The “new GOP” idea then leads into mini snapshots of the rises of Whitman (“The Billionaire”), Rubio (“The Upstart”), Paul (“The Populist”), and O’Donnell (“The Troublemaker”). For those who haven’t been feverishly following the stories of these headline-grabbing candidates for the past year or so—and on that note, where is Sharron Angle? (“The Dragonslayer”, perhaps)—it’s quite the primer. But with the exception of his treatment of Paul, Von Drehl focuses on strategy and positioning rather than positions and issues. This from the Whitman section is typical:

In a Gallup poll earlier this year, Big Business ranked among the least trusted institutions in America — even lower than the news media. The free-spending Whitman has been whipsawed by that perception. On issues large and small, ranging from her ties to Goldman Sachs to her former nanny’s immigration status, Democrats have endeavored to convert Whitman’s most obvious strength (her financial acumen) into a fatal flaw.

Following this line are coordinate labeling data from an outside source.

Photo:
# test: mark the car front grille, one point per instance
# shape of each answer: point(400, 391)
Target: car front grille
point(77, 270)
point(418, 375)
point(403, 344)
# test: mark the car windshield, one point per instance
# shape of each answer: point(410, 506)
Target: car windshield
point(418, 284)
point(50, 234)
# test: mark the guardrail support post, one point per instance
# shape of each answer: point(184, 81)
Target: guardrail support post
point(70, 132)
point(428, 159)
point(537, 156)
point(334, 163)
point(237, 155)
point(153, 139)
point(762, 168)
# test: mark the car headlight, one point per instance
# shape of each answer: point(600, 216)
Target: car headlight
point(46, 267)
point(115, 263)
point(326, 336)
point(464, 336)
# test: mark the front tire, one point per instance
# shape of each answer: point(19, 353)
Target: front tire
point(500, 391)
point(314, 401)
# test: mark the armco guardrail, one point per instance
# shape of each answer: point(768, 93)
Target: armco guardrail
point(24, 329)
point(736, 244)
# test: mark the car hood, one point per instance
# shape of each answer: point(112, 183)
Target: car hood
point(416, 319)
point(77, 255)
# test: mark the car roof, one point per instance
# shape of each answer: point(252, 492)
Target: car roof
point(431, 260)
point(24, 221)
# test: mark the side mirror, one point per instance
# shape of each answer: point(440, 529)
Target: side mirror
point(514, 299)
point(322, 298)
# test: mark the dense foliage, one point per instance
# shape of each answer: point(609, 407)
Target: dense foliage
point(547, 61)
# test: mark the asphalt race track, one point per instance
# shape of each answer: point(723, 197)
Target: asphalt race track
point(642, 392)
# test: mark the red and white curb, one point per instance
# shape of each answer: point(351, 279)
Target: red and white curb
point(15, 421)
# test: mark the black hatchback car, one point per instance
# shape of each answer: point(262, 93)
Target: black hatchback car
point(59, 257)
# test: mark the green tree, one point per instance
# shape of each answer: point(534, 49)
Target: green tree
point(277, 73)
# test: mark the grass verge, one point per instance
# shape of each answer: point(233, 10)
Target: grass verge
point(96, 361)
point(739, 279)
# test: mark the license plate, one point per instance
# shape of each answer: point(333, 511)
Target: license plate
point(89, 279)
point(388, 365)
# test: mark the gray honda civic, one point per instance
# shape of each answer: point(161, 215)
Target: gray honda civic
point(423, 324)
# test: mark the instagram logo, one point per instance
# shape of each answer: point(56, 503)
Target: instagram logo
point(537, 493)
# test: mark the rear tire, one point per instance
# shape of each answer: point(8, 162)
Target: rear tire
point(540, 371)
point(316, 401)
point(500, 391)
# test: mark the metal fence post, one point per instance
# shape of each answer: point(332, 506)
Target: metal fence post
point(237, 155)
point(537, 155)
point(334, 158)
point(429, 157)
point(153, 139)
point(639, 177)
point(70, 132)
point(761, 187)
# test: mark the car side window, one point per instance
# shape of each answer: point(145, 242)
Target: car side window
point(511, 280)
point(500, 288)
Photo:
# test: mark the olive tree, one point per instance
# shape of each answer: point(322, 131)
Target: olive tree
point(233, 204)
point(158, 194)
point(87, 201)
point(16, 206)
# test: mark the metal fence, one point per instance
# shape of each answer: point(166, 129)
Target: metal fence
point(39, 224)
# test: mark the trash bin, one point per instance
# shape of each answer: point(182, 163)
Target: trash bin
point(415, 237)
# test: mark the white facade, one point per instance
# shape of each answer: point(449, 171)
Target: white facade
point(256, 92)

Voters are ready to throw the bums out, and CEOs have joined the ranks of the bums. The same dilemma faces former Hewlett-Packard CEO Carly Fiorina as she seeks to unseat California Senator Barbara Boxer. After three terms in office, Democrat Boxer has struggled to reach 50% support in the polls, yet she held a slight lead over Fiorina in the last days of the campaign. Meanwhile, in the race to be Florida’s next governor, Republican Rick Scott, a hospital-industry entrepreneur, was neck and neck with former banking executive Alex Sink, a Democrat. Their debates have largely boiled down to trading jabs over which of them was the more rapacious and irresponsible mogul. It’s that kind of year.

Yep, it’s that kind of year.

It’s also the kind of year in which the national press has obsessed over a few sensational and narrative-capturing candidates, much of the time in lieu of covering in any depth the issues these candidates are seeking to repeal and scale back. A year in which everyone played like Politico.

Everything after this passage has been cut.